The first stone of 2018 was not thrown by a sinner. It was thrown by a society that finally decided to stop pretending that the emperor’s new foundation would ever support a home for the poor.
"La Primera Piedra 2018" is not just a historical footnote. It is a warning. It reminds us that every time a leader asks for trust while standing on a podium, the public has the right to ask: Who paid for that podium? And whose names are written in the notebooks? la primera piedra 2018
In the lexicon of Latin American journalism and political satire, certain phrases transcend their literal meaning to become shorthand for national disillusionment. "La Primera Piedra" (The First Stone) is one such phrase.

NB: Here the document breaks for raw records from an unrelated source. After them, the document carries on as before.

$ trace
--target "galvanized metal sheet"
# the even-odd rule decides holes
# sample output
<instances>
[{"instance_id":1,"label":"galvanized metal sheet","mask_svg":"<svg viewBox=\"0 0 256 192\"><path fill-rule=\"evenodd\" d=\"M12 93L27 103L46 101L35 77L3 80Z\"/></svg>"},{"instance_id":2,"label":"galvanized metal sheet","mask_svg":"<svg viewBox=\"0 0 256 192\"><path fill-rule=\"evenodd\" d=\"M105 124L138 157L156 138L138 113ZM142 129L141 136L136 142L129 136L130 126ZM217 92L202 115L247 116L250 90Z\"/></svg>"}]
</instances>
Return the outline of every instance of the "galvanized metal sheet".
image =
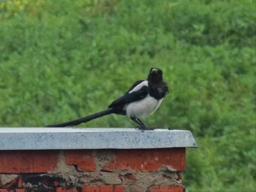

While it evokes the biblical admonition— "Let he who is without sin cast the first stone" —its modern incarnation, particularly the seismic event known as represents something far more specific: the moment when a foundation stone ceremony became a metaphor for institutional rot, hypocrisy, and the collapse of the old guard. The first stone of 2018 was not thrown by a sinner
YouTube creators dissected the Río Gallegos ceremony frame by frame. They pointed out the security cordon, the nervous aides, the former president’s trembling hand as she placed the stone. Commentators asked: "How do you lay a cornerstone for the future when the ground beneath you is made of stolen gravel?" It is a warning
2018 marked the year the mask slipped. It was the year when the distance between the political performance (laying a stone for the poor) and the political reality (stealing the cement) became a meme, a trial, and a tragedy. While distinctly Argentine, "La Primera Piedra 2018" resonates globally. It is the Brazilian Lava Jato (Car Wash) scandal’s Argentine cousin. It is the Spanish Gürtel case’s southern cone echo. It speaks to a universal post-2008 truth: that the ceremonies of power are often elaborate deceptions.